# This notebook enables training and testing of Sherlock.
The procedure is:
- Load train, val, test datasets (should be preprocessed)
- Initialize model using the "pretrained" model or by training one from scratch.
- Evaluate and analyse the model predictions.

In [1]:
%env PYTHONHASHSEED=13
%load_ext autoreload
%autoreload 2

env: PYTHONHASHSEED=13


In [2]:
# This will be the ID for the retrained model,
#further down predictions can also be made with the original model: "sherlock"
model_id = 'retrained_sherlock'

In [3]:
from ast import literal_eval
from collections import Counter
from datetime import datetime

import numpy as np
import pandas as pd

from sklearn.metrics import f1_score, classification_report

from sherlock.deploy.model import SherlockModel

## Load datasets for training, validation, testing

In [4]:
start = datetime.now()
print(f'Started at {start}')

X_train = pd.read_parquet('../data/data/processed/train.parquet')
y_train = pd.read_parquet('../data/data/raw/train_labels.parquet').values.flatten()

y_train = np.array([x.lower() for x in y_train])

print(f'Load data (train) process took {datetime.now() - start} seconds.')
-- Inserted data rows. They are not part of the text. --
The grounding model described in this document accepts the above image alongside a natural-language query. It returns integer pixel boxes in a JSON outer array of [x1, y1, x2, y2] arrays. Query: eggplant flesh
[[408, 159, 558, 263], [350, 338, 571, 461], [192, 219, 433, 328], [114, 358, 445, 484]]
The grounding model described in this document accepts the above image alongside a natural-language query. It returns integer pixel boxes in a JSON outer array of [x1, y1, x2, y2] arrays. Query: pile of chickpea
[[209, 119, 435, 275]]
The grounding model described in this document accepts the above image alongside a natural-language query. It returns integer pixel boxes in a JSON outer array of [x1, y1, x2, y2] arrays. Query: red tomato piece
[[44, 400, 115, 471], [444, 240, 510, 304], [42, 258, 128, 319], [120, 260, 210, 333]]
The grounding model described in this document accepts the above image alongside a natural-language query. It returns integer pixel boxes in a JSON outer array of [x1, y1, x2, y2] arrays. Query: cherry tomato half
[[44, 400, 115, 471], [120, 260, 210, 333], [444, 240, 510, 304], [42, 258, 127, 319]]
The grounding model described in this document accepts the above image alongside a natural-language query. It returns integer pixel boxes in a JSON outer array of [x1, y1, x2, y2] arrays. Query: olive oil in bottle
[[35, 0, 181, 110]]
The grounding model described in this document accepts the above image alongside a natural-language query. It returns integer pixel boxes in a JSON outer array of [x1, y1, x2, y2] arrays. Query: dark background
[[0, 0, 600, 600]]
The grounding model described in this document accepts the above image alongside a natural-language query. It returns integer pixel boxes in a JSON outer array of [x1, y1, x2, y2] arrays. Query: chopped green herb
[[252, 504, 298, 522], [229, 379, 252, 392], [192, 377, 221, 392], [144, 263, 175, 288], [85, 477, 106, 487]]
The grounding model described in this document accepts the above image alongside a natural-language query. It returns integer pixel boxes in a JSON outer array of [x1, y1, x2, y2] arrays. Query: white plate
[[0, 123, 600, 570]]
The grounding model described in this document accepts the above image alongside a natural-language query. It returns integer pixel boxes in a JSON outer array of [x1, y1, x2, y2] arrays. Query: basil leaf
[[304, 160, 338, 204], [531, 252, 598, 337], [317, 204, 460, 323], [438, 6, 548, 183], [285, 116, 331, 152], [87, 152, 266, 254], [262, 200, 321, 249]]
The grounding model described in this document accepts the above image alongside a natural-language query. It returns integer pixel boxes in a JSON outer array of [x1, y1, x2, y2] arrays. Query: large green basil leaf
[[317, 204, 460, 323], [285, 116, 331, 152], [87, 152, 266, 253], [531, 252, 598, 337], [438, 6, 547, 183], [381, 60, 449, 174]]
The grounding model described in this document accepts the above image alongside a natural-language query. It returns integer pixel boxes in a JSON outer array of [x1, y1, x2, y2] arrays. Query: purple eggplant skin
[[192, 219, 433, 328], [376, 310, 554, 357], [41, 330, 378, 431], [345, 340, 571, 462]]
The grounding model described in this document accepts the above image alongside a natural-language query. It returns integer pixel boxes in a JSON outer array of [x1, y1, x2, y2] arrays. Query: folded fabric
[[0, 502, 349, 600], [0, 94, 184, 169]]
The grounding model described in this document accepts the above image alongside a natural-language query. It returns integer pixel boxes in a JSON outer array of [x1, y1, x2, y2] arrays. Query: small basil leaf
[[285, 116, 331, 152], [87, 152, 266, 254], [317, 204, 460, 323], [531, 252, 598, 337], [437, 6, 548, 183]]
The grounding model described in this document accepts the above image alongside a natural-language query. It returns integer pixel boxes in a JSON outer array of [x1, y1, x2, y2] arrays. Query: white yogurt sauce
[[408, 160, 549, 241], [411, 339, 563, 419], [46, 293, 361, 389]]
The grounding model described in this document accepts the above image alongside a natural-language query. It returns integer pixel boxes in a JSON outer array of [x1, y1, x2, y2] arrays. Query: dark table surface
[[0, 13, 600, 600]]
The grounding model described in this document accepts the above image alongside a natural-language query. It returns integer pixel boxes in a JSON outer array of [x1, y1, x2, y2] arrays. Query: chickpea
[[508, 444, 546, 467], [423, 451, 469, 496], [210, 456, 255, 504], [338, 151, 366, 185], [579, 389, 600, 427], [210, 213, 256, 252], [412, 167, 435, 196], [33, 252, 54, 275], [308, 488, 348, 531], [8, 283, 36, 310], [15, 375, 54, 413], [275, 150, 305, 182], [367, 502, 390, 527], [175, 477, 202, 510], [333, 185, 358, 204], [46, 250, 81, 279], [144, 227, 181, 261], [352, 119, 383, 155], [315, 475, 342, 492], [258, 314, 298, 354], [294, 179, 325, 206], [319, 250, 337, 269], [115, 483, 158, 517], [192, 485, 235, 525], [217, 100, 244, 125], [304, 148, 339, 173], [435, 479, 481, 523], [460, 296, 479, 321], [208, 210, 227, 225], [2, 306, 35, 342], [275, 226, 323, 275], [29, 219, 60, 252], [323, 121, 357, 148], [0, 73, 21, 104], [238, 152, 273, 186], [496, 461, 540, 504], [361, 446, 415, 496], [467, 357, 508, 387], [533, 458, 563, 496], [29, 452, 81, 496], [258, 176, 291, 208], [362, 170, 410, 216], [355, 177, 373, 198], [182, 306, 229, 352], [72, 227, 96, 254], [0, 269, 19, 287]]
Started at 2022-11-14 10:42:52.409883
Load data (train) process took 0:00:01.976014 seconds.


In [5]:
len(np.unique(y_train))

39

In [6]:
print('Distinct types for columns in the Dataframe (should be all float32):')
print(set(X_train.dtypes))

Distinct types for columns in the Dataframe (should be all float32):
{dtype('float32')}


In [7]:
start = datetime.now()
print(f'Started at {start}')

X_validation = pd.read_parquet('../data/data/processed/validation.parquet')
y_validation = pd.read_parquet('../data/data/raw/val_labels.parquet').values.flatten()

y_validation = np.array([x.lower() for x in y_validation])

print(f'Load data (validation) process took {datetime.now() - start} seconds.')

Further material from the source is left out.